2. Some reports indicate that India too engages in targeted cyber-attacks, the rules of engagement for that too are unclear. This is unlike India’s approach to other global security regimes.

3. The absence of a credible cyber deterrence strategy means that states and non-state actors alike remain incentivised to undertake low-scale cyber operations for a variety of purposes espionage, cyber crime, and even the disruption of critical information infrastructure.


The Indian cyber security market:

1. The Indian cybersecurity market is poised to experience significant growth across various segments, including cybersecurity services, organization capabilities, startups, jobs and salaries.

2. The digital economy contributes approximately 15% to India’s GDP and it is expected to grow to 20% by 2024.and eCommerce as an industry is expected to grow to $25 Billion by 2024.

3. India’s digital requirements have expanded the data infrastructure to cover more than 120 recognized data centers and cloud networks  which Indian & MNC enterprises and Central & State Governments leverage and access to store data of not just citizens, but also global and domestic transactions

4. Digital payments in India are growing at 13% CAGR, while the mobile wallets domain will soon experience growth of 50% CAGR.


Define the red lines:

1. The same argument must be made for India’s contribution to global regimes crafting norms for responsible state behaviour in cyberspace.India has been an active participant at processes within the First Committee of the United Nations General Assembly dealing with issues of disarmament and international security.

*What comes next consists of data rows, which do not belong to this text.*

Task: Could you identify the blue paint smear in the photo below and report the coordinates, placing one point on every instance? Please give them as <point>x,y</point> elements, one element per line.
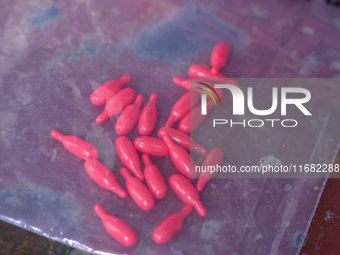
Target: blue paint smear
<point>299,238</point>
<point>88,49</point>
<point>46,14</point>
<point>209,229</point>
<point>182,37</point>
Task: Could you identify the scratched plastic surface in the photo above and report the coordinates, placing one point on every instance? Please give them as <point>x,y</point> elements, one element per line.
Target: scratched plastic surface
<point>53,54</point>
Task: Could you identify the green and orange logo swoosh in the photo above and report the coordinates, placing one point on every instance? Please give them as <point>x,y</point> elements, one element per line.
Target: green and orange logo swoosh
<point>208,92</point>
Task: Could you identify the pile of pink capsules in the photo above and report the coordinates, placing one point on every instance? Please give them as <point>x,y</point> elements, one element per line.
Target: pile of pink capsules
<point>170,142</point>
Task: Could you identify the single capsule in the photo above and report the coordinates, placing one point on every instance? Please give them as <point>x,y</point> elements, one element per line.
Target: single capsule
<point>138,191</point>
<point>182,107</point>
<point>152,146</point>
<point>154,178</point>
<point>129,156</point>
<point>186,192</point>
<point>129,117</point>
<point>77,146</point>
<point>182,139</point>
<point>103,176</point>
<point>170,226</point>
<point>116,227</point>
<point>181,158</point>
<point>219,57</point>
<point>105,92</point>
<point>117,104</point>
<point>148,116</point>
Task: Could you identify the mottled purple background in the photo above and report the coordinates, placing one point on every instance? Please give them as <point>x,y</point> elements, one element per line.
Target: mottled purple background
<point>53,54</point>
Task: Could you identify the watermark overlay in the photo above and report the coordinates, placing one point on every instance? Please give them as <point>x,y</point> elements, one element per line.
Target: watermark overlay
<point>267,127</point>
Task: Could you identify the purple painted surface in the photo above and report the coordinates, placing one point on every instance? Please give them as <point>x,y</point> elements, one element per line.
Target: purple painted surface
<point>53,54</point>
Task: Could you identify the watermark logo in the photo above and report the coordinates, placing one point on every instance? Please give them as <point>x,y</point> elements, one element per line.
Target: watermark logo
<point>208,92</point>
<point>238,104</point>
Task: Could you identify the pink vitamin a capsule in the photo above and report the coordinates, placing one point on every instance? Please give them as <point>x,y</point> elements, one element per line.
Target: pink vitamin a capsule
<point>77,146</point>
<point>138,191</point>
<point>105,92</point>
<point>219,57</point>
<point>199,71</point>
<point>116,227</point>
<point>129,156</point>
<point>185,83</point>
<point>181,158</point>
<point>197,118</point>
<point>117,104</point>
<point>152,146</point>
<point>169,227</point>
<point>213,158</point>
<point>154,178</point>
<point>182,107</point>
<point>182,139</point>
<point>186,192</point>
<point>148,116</point>
<point>129,117</point>
<point>103,176</point>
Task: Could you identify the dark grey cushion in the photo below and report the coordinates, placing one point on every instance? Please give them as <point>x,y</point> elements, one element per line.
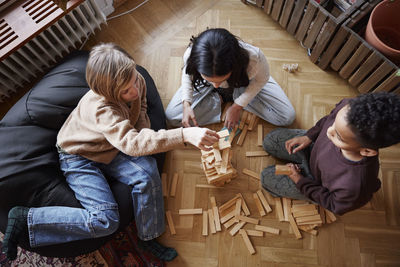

2.  India’s long-term strategic thinking on core issues of debate at these fora remains relatively unknown, barring a few statements by government of India official.

3. A key opportunity herein is a precise articulation of how international law applies to cyberspace, which could mould the global governance debate to further India’s strategic interests and capabilities.

4.  Resolution /Laws  include positioning on not just non-binding norms but also legal obligations on ‘red lines’ with respect to cyberspace-targets that should be considered illegitimate due to their significance for human life, such as health-care systems, electricity grids, water supply, and financial systems.



1. Clearer strategy and greater transparency are the need of the hour to improve India’s cybersecurity posture. Because the digital economy contributes approximately 15% to India’s GDP and it is expected to grow to 20% by 2024.and eCommerce as an industry is expected to grow to $25 Billion by 2024.

2. To better detect and counter threats from both state actors and their proxies as well as online criminals, improved coordination is needed between the government and the private sector, as well as within the government itself — and at the national and State levels.

3. A clear public posture on cyber defence and warfare boosts citizen confidence, helps build trust among allies, and clearly signals intent to potential adversaries, thus enabling a more stable and secure cyber ecosystem.